Autoras: Rosane Segantin Keppke e Amarilis Lucia Casteli Figueiredo Gallardo

Rosane Segantin Keppke[I], Amarilis Lucia Casteli Figueiredo Gallardo[II]

26 de agosto de 2024

O título deste ensaio foi pensado para ser facilmente memorizado, a fim de fincar uma bandeira de alerta no vasto plasma das questões que disputam a agenda pública, concorrendo com muitas outras para se transformar em política pública prioritária.  Trata-se, aqui, de chamar a atenção para a problemática das favelas situadas em áreas de risco de deslizamentos, solapamentos e inundações, que acumulam passivos sociais, urbanos, ambientais e, portanto, são os territórios mais vulneráveis aos eventos climáticos extremos, notadamente as chuvas de maior intensidade.

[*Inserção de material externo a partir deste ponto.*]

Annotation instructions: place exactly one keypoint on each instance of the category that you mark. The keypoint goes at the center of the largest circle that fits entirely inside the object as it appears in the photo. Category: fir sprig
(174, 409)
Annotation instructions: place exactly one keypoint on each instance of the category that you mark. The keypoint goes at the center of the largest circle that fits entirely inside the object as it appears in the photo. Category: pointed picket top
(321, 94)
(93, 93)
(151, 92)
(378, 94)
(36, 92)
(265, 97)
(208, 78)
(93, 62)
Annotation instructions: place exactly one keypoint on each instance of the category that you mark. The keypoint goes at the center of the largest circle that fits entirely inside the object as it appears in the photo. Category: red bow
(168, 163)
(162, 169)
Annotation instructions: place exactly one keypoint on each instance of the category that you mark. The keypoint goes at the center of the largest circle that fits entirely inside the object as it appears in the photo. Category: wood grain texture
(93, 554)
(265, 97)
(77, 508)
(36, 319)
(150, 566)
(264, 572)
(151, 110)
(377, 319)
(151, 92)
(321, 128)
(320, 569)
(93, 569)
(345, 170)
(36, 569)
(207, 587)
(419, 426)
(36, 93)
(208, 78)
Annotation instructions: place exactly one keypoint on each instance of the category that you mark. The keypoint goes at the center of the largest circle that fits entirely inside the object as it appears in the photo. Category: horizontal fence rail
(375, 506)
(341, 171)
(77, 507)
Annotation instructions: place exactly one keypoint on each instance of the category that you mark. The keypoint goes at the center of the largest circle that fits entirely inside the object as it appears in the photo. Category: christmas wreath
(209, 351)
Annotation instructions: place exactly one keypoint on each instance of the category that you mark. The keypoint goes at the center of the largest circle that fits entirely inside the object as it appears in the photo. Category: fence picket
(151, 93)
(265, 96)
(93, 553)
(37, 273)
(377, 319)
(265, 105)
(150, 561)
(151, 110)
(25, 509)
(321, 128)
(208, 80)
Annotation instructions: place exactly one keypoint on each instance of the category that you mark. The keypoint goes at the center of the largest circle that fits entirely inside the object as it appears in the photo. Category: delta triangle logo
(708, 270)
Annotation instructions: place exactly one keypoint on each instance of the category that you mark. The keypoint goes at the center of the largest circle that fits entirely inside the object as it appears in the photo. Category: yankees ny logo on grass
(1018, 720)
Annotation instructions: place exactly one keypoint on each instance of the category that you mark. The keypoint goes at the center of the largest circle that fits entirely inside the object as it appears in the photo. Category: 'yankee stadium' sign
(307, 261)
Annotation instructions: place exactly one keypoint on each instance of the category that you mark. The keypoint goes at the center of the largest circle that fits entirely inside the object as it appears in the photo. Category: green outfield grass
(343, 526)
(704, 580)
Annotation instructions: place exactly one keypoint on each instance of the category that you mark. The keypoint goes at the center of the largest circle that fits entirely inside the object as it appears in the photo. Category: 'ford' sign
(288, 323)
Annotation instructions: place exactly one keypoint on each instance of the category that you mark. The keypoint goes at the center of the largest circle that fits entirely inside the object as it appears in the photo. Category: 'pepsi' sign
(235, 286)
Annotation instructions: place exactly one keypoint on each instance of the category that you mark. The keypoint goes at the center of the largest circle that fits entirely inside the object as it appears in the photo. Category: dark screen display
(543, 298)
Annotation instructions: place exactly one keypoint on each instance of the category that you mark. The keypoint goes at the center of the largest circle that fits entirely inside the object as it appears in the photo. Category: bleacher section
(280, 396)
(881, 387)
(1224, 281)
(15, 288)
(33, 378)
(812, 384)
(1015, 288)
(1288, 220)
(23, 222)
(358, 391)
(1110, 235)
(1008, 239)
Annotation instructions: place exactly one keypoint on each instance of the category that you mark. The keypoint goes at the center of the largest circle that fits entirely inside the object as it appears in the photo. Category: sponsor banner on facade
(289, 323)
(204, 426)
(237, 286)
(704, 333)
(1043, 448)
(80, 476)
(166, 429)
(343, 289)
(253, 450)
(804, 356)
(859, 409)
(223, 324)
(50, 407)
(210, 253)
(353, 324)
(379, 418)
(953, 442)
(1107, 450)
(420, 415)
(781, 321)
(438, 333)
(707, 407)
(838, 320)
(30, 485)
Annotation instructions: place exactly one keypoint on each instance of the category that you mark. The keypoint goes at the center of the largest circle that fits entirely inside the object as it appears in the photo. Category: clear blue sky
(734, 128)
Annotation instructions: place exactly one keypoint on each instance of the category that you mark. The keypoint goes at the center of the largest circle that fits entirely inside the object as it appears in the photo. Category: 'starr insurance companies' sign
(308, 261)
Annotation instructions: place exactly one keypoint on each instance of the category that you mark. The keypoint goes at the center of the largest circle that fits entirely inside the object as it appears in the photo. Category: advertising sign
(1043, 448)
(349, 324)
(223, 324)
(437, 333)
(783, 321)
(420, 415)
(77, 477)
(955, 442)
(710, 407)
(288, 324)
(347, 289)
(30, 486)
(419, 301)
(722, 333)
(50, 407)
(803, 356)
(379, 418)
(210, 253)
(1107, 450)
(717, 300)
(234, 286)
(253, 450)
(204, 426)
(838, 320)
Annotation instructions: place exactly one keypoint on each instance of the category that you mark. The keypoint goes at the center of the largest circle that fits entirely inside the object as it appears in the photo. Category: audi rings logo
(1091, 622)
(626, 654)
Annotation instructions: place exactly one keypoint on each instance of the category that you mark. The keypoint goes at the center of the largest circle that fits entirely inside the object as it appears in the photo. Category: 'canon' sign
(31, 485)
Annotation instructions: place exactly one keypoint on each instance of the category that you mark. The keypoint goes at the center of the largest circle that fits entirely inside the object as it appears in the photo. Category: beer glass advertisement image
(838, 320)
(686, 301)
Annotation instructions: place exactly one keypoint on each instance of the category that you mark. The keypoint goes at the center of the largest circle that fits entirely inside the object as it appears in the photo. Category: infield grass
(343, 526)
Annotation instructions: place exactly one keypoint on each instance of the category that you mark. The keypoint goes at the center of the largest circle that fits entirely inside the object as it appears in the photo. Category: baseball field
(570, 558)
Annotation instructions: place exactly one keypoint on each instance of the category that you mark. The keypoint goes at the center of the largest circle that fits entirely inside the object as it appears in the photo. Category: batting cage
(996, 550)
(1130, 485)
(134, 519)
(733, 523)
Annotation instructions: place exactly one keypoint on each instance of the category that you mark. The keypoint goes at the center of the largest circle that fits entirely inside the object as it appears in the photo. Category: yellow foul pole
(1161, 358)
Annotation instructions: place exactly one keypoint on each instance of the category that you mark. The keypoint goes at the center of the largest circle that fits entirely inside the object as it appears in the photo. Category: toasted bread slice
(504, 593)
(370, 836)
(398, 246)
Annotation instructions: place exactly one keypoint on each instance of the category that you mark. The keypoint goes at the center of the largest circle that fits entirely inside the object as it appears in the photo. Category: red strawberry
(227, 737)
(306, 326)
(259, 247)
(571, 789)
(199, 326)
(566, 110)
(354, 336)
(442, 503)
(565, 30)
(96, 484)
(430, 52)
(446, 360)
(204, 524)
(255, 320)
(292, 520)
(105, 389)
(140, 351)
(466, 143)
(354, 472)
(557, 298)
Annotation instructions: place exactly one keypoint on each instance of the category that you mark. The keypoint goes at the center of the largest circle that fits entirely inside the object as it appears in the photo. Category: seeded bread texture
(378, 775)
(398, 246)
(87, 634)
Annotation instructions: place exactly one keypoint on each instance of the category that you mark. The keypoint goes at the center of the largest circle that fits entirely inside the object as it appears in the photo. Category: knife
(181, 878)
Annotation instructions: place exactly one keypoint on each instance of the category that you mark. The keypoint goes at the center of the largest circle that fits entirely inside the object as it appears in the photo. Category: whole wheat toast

Este tema resulta de uma pesquisa em andamento junto ao Centro de Síntese USP Cidades Globais, do Instituto de Estudos Avançados, com o título de “Modelagem de políticas públicas para redução de passivos urbano-ambientais em São Paulo, combinada a uma abordagem comparativa com as recentes inundações da Região Metropolitana de Porto Alegre, no Rio Grande do Sul – para a qual o Observatório das Metrópoles fez um ensaio projetando a mancha de inundação do dia 06/05/2024 sobre o mapa da renda por setor censitário, com dados de 2010[1], conforme apresentado na Figura 1.

Figura 1 – Mapa de área alagada versus
renda da concentração urbana de Porto Alegre

Figura 1 - Ensaio: Mudanças Climáticas: A Adaptação Começa pela Habitação

Fonte: elaborado pelo Observatório das Metrópoles (2024).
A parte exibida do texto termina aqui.